One gets the feeling that the film was never meant for an Indian audience anyway. It’s evident in the slow-mo shots of Rajasthani women singing their way to the source of water, the emphasis on rituals like tying the nimbu-mirchi and the mother doing the son’s aarti for well-being, and Tannistha’s character breaking into a local song.
You do get involved with the characters’ lives momentarily, especially that of the street-smart little boy who has already learnt how to survive in the world. Vishnu (Abhay Deol) doesn’t share his father’s passion for selling hair oil, and grabs an opportunity to escape on a road trip. He tells his uncle, who’s taking the beaten truck to Samudrapur (somewhere in Rajasthan, we’re told), that he’ll do the favour.
Along the way, he meets the boy who wants to escape working as a waiter at a roadside dhaba, and agrees to give him a lift. When the truck breaks down, a local mechanic (Saurabh Shukla) agrees to help, but only if he gets a lift to the mela.

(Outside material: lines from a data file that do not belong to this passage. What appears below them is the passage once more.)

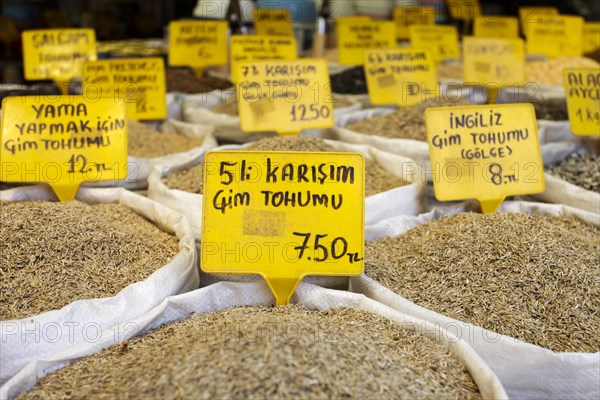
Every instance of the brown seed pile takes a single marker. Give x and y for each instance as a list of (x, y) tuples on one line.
[(580, 170), (405, 123), (145, 142), (377, 179), (52, 254), (531, 277), (264, 353), (186, 82), (230, 106)]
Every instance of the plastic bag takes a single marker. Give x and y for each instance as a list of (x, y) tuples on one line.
[(80, 324), (221, 296), (526, 371)]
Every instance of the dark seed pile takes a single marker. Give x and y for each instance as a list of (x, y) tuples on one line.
[(377, 179), (580, 170), (186, 82), (52, 254), (531, 277), (405, 123), (145, 142), (350, 81), (265, 353)]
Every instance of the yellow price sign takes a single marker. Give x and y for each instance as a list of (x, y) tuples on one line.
[(582, 90), (529, 16), (496, 27), (404, 77), (465, 10), (357, 36), (285, 96), (63, 143), (408, 15), (198, 44), (484, 152), (441, 40), (283, 215), (273, 22), (57, 54), (248, 48), (556, 36), (499, 62), (591, 36), (137, 82)]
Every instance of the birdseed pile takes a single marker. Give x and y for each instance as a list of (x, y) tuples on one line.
[(377, 179), (531, 277), (580, 170), (145, 142), (230, 106), (186, 82), (265, 353), (55, 253), (405, 123), (350, 81)]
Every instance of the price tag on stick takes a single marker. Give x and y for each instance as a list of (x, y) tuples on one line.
[(198, 44), (63, 143), (582, 90), (554, 36), (442, 41), (404, 77), (250, 48), (484, 152), (57, 54), (273, 22), (137, 82), (356, 37), (496, 27), (283, 215), (285, 96)]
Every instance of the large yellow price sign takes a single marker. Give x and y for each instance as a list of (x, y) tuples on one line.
[(404, 77), (283, 216), (248, 48), (582, 90), (408, 15), (273, 22), (442, 41), (465, 10), (500, 62), (285, 96), (529, 16), (63, 143), (496, 27), (591, 36), (556, 36), (57, 54), (197, 44), (356, 36), (484, 152), (137, 82)]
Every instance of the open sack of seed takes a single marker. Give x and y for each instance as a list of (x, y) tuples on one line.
[(176, 142), (572, 175), (219, 109), (520, 285), (72, 271), (389, 189), (330, 344)]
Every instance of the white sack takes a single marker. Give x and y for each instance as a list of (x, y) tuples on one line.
[(197, 109), (221, 296), (527, 371), (76, 325)]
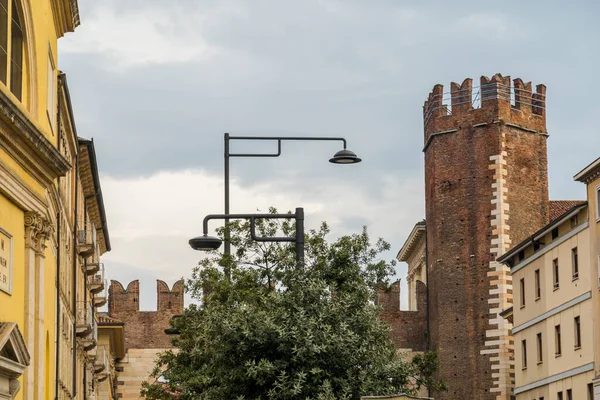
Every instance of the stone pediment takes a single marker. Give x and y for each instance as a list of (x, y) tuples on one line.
[(14, 357)]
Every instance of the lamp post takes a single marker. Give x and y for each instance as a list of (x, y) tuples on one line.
[(343, 156), (206, 242)]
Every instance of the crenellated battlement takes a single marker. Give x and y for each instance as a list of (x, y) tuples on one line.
[(127, 300), (145, 329), (495, 100)]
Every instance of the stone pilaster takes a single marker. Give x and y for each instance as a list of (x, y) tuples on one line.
[(37, 232)]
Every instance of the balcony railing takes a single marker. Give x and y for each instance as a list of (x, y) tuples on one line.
[(100, 298), (86, 240), (87, 328), (100, 360), (97, 282), (85, 319), (92, 262)]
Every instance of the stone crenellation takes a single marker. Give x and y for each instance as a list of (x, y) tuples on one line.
[(145, 329)]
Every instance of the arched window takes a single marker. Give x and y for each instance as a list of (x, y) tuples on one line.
[(11, 46)]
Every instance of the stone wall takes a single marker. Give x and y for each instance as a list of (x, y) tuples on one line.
[(409, 328), (136, 368), (143, 331)]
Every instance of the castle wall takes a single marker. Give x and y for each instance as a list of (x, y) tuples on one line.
[(486, 187), (143, 330)]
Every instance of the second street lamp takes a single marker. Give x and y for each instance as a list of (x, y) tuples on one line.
[(343, 156), (206, 242)]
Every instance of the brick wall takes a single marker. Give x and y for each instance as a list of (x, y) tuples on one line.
[(145, 329), (469, 152)]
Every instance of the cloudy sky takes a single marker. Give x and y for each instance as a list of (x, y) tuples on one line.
[(156, 83)]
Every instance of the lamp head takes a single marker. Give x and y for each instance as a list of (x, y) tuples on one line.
[(344, 157), (204, 243)]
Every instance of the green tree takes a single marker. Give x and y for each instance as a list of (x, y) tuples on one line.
[(277, 330)]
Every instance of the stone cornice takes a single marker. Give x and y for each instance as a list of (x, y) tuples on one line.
[(66, 15), (589, 173), (415, 236), (37, 231), (27, 145)]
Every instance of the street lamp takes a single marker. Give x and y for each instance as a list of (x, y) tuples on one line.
[(343, 156), (206, 242)]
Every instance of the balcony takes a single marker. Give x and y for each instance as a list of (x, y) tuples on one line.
[(86, 240), (100, 298), (87, 329), (85, 319), (100, 361), (97, 282), (92, 262)]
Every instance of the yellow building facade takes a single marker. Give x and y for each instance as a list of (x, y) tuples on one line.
[(554, 315), (52, 223)]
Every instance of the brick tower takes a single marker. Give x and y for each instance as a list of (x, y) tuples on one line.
[(486, 187)]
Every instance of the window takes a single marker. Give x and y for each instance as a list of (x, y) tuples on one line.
[(52, 92), (540, 350), (11, 47), (538, 287), (577, 332), (574, 220), (555, 273), (557, 344), (575, 262)]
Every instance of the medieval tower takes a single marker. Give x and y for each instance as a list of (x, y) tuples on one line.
[(486, 188)]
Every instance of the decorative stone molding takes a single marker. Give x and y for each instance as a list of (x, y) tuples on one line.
[(16, 360), (37, 231), (27, 145)]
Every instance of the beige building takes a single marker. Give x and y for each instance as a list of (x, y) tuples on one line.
[(590, 176), (111, 348), (413, 253), (555, 303)]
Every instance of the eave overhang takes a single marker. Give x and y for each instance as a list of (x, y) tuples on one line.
[(413, 239), (539, 234), (589, 173), (28, 146), (66, 16), (90, 182)]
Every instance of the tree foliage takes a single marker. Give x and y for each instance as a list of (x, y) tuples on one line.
[(277, 330)]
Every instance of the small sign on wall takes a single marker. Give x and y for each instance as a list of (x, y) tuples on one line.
[(6, 261)]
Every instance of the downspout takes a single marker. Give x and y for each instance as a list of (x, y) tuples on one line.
[(427, 343), (58, 217), (84, 377), (75, 228)]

So the trio sets out across the dry desert, battling extreme thirst and exhaustion. When Vishnu meets a banjaran woman hunting for water (it’s never explained why she’s alone, when the local women always move in groups), he decides to give her a lift, too. It’s an out-of-character act of kindness by Vishnu, who had gleefully abandoned his two road friends earlier, and had greedily gulped down the only remaining water.
Predictably, a love affair develops, and the team continues travelling to nowhere in particular. When they are unable to find a mela, they decide to stay put, show movies, and create one right there. It all comes together sooner than said (hinting at a dream sequence), and using one of the worst clichés, has a character die with a smile on the face.
Things get interesting when they meet the power-abusing local cop and the water mafia, whom we are told are ruthless, but disappointingly turn out to be a bunch of buffoons. (In one of the film’s more interesting dialogues, a character explains who the water goons are - saying that they are just like the police). In this case, showing the water-mafia as malleable, makes light of the concern of water scarcity itself. Perhaps with a realistic portrayal, we would have felt more evocatively about the issue.
Dev Benegal’s (English August, Split Wide Open) Road, Movie is a technically accomplished film with a lively background score and moody cinematography. The acting is pretty good: Abhay Deol performs the grey urban character yet again, Saurabh Shukla is endearing, Tanisstha Chatterjee looks the part, but fumbles with the accent, Mohammed Faisal (the little boy) proves to be the most effective actor.
Neither a full-blown road movie, nor a story that cleverly folds in the delights of touring cinema - Road, Movie doesn’t deliver what it promises. Ah, there’s that colourful promo again.